How to Save 60% on GPU Cloud with Spot Instances
How to Save 60% on GPU Cloud with Spot Instances
If you are spending more than $100/month on GPU cloud, you are likely overpaying. Spot instances (also called interruptible or preemptible instances) offer the exact same GPU hardware at 40-60% less than on-demand prices. Here is everything you need to know to start saving immediately.
What Are Spot Instances?
Spot instances are unused GPU capacity that cloud providers sell at a discount. The trade-off is that your instance can be interrupted (taken away) with short notice when demand increases.

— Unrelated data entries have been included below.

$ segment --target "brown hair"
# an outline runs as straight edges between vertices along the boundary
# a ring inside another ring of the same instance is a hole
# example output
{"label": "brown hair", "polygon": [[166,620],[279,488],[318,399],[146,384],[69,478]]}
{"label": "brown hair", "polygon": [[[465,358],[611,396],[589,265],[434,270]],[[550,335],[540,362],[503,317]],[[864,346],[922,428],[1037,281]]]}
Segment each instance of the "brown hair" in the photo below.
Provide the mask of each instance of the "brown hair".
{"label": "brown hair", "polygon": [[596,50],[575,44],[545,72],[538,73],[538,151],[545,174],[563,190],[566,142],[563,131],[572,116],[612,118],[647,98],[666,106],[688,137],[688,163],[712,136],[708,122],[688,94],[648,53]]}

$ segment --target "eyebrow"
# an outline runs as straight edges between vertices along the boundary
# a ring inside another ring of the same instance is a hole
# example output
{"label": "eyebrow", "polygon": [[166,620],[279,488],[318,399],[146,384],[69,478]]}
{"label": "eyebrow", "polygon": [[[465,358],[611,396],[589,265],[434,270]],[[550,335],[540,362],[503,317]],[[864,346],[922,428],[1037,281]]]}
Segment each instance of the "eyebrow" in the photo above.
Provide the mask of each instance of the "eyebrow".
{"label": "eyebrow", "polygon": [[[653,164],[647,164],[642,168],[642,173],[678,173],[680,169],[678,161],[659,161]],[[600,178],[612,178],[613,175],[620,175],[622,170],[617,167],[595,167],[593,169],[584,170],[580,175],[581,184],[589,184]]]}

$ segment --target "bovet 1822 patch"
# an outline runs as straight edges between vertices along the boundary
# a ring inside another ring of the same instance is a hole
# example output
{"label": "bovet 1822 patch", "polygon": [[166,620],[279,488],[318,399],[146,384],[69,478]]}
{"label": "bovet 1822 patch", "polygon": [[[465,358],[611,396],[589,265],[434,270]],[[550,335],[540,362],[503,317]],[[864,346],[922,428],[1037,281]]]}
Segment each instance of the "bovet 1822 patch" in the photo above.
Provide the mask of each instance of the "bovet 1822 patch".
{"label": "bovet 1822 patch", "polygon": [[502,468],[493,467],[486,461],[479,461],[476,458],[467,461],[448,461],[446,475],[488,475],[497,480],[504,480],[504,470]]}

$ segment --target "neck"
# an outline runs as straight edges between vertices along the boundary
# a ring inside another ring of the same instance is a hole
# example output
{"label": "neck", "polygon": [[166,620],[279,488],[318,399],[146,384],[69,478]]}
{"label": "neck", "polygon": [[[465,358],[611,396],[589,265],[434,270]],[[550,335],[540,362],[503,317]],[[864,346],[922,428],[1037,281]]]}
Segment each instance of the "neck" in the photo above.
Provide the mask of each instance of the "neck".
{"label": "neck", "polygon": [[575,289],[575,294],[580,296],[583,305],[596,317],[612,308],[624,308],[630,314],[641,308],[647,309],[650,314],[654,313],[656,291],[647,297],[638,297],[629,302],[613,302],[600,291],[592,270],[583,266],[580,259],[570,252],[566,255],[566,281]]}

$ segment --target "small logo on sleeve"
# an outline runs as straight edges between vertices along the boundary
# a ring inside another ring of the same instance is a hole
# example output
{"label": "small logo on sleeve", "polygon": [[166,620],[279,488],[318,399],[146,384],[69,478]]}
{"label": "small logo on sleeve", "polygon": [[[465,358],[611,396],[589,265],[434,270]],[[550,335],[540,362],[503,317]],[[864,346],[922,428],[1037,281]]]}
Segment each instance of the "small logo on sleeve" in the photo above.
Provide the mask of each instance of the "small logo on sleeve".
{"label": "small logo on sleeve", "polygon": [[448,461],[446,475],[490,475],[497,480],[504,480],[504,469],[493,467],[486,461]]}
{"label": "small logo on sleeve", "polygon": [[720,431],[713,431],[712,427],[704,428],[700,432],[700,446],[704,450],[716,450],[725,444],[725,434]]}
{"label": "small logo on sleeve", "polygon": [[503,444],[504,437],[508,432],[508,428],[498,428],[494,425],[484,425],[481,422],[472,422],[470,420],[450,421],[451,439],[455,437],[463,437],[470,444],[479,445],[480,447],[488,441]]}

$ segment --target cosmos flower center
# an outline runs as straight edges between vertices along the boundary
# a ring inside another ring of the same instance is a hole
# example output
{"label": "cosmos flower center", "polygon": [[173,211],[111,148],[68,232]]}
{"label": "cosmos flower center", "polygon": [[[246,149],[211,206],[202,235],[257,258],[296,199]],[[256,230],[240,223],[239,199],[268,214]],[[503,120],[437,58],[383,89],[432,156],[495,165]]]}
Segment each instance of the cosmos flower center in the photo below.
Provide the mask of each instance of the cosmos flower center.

In practice, interruption rates are much lower than you might expect.
Spot vs On-Demand Pricing (March 2026)
| GPU | On-Demand | Spot Price | Savings |
|-----|----------|-----------|---------|
| H100 80GB | $2.49/hr | $1.49/hr | **40%** |
| A100 80GB | $1.89/hr | $0.89/hr | **53%** |
| A100 40GB | $1.29/hr | $0.59/hr | **54%** |
| RTX 4090 | $0.44/hr | $0.19/hr | **57%** |
| RTX 4080 | $0.34/hr | $0.14/hr | **59%** |
| RTX 3090 | $0.29/hr | $0.12/hr | **59%** |
Where to Find Spot Instances
1. RunPod Spot (Community Cloud)
2. Vast.ai Interruptible
3. Lambda Labs Spot
4. AWS Spot Instances (p4d, p5)
How to Make Spot Instances Reliable
The key to using spot instances successfully is building fault tolerance into your workflow.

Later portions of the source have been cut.